Because the field of child care is run primarily by women, it has been undervalued similar to the way that most other traditional women’s work like teaching and nursing has been. The industry came about as women entered the workforce and there was little political will to support that societal shift. But present circumstances show us that 68% of women are entering the workforce, and most plan and need to continue working regardless of their marital or parental status.
If a large number of child care centers close, and those that do remain open are unsound financially, we will have a major economic crisis on our hands. Many parents, both men and women, will not be able to return to the workforce. Our economy is based on two incomes and many families will slide into poverty if one parent has to stay home. Child care centers are critical infrastructure for our economy.
As a society, we must rethink the role that child care centers serve. According to Rhian Evans Allvin, the Chief Executive Officer of the National Association of Education of Young Children, the cost of child care should be reflective of what quality care costs. “Why do we have different levels of quality/cost? We should set up the system based on the cost of good care and include retirement and good pay.” We have years of research that informs us as to what “quality standard” care is, so we should make sure that all care meets those standards and fund it. Additionally, research tells us that for every $1 invested in quality child care/early education, we gain anywhere from $4-$9 in return.

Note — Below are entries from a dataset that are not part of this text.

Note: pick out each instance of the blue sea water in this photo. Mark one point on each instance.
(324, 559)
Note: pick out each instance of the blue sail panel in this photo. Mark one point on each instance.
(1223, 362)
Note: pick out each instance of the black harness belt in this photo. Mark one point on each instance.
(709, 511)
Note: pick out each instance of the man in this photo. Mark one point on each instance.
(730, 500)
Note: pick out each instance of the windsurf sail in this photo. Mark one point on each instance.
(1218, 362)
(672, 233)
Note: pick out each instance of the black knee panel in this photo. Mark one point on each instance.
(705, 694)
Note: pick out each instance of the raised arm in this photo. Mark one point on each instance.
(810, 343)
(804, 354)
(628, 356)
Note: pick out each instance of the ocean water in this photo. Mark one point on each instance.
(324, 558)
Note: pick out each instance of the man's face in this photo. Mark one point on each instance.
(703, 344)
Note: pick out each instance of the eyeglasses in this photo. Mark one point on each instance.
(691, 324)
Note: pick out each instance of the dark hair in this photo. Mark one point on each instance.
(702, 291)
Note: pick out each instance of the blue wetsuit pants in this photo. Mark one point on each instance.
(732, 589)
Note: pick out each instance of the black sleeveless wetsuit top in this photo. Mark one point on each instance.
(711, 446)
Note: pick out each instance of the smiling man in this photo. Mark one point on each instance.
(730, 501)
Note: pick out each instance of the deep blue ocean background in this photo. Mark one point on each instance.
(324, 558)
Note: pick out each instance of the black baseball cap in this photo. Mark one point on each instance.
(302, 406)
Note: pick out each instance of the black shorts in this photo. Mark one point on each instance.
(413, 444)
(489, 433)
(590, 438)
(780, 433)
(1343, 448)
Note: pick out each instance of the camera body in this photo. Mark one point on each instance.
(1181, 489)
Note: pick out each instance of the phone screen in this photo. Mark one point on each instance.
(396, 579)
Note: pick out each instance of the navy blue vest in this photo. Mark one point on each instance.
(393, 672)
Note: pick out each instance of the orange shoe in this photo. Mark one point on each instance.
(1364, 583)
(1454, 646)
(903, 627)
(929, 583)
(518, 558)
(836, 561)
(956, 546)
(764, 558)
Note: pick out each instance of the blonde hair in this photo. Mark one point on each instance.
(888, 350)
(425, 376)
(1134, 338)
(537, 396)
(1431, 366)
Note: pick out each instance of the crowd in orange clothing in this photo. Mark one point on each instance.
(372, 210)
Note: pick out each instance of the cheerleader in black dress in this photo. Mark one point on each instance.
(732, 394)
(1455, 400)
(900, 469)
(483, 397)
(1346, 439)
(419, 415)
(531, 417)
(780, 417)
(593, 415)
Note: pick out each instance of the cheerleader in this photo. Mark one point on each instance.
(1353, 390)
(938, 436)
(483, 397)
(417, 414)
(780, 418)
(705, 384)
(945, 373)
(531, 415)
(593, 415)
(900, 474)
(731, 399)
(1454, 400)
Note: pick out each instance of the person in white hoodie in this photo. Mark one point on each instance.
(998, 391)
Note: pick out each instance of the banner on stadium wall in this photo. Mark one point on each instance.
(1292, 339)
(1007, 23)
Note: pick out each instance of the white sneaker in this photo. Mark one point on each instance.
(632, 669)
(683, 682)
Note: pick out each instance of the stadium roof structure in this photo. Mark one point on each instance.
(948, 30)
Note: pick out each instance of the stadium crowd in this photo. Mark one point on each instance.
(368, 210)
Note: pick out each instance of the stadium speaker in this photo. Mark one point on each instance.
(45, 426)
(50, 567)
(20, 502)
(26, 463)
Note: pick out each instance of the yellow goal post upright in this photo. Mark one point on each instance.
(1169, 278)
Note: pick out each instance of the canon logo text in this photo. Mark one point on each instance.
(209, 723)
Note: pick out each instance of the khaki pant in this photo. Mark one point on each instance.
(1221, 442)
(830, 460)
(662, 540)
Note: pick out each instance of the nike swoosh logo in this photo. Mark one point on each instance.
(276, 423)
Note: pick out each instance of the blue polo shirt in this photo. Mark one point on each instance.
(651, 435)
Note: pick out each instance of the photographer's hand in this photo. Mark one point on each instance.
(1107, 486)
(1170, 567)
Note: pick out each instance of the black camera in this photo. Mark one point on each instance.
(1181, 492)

Some Congressional leaders see the problem and are addressing it. Representative Rosa DeLauro (D-CN) has proposed two bills. The first, the Child Care is Essential Act allocates $50 billion toward the Child Care Stabilization Fund that gives block grants to child care centers. The idea is to get child care centers back up and running and to increase the block grants to provide stability to the industry. This includes the ability to increase wages for workers. Representative Katherine Clark (D-MA) introduced the Child Care is Infrastructure Act which provides $10 billion for child care centers to make improvements and changes needed because of COVID-19 (plexiglass dividers, thermometers, gloves, etc), and to support the owners and workers. The bill funds education on running a business, financial literacy, and student loan forgiveness for each year of work in a child care center.
These bills need our support before it is too late. Make sure to contact your congressional representatives right away to let them know that you support these bills. There is not a moment to lose!
Beyond these bills, the bigger question is, how can we move toward a child care system where children thrive, parents can afford and workers are paid a living wage with benefits? That is the path we need to set now.